As a member of the Christian Reformed Church and a Christian scholar at Calvin College, an institution nourished by Kuyper’s legacy, reading this book is pretty much an occupational requirement. But like the law of love, it is a happy obligation! Abraham Kuyper was a remarkable individual whose life makes for a compelling story: a convert from bland liberalism, he went on to become an influential pastor, newspaper editor, theologian, and statesman (serving as Prime Minister of the Netherlands from 1901-1905). My own thought is deeply indebted to Kuyper and his heirs, but I knew the ideas and not the man. But my interest is not just antiquarian or a biographical fascination: I’m also intrigued to see how a Christian like Kuyper operated in the public sphere—a public sphere that was increasingly secularized and pluralized, and thus beginning to look more and more like the world we currently inhabit. I’m intrigued to see if there are lessons to be learned here, including lessons to be learned from Kuyper’s failures.
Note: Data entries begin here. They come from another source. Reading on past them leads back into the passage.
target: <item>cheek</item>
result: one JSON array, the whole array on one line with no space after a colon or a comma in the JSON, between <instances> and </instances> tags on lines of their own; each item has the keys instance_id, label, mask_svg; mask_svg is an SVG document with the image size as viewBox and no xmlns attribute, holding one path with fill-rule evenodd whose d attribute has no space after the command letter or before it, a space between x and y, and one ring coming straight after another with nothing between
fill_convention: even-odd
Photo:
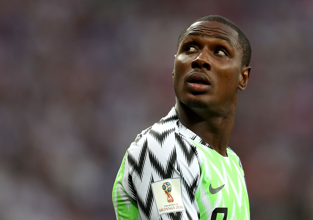
<instances>
[{"instance_id":1,"label":"cheek","mask_svg":"<svg viewBox=\"0 0 313 220\"><path fill-rule=\"evenodd\" d=\"M189 65L188 60L188 58L186 56L179 55L176 56L174 62L174 69L177 70L182 68L185 69L186 66Z\"/></svg>"}]
</instances>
What’s the best part about it so far?
Well, first and foremost, I have to say that Bratt’s prose is lively and engaging, characterized by a verve and wit that he exhibits in person as well. One of Jim’s best friends, the film scholar Bill Romanowski, recommended that Bratt organize the biography like a screenplay, and I think that’s reflected in the book’s dramatic pace. Second, Bratt’s mastery of the archival materials is remarkable. For example, Bratt goes back to early sermons and captures their key themes in ways that bring Kuyper to life beyond his published legacy. But I also love it that at the same time he draws on Kuyper’s love letters to his fiancée, then wife, Jo. As Bratt puts it, “Father Abraham” was a romantic in more ways than one. Finally, so far I have learned the most from Bratt’s ability to locate Kuyper in the social, political, and intellectual context of 19th century Europe. It is far too easy to read someone like Kuyper anachronistically, reading him as if we were just a contemporary American. Bratt’s biography is an important antidote to that.
What’s the worst part about it so far?
I don’t think I’ve encountered a “worst part” so far. I would just say this: I can already feel a certain theoretical frame that Bratt brings to the story of which I am a tad suspicious. I’m just a little worried that the “true” heirs of Kuyper are going to be progressives, whereas “right wingers” (as Bratt puts it, gratingly) are going to turn out to be unenlightened repristinators. I’m suspending judgment until I’m finished the book, but I’m on the lookout for an interpretive frame that might load the dice just a bit.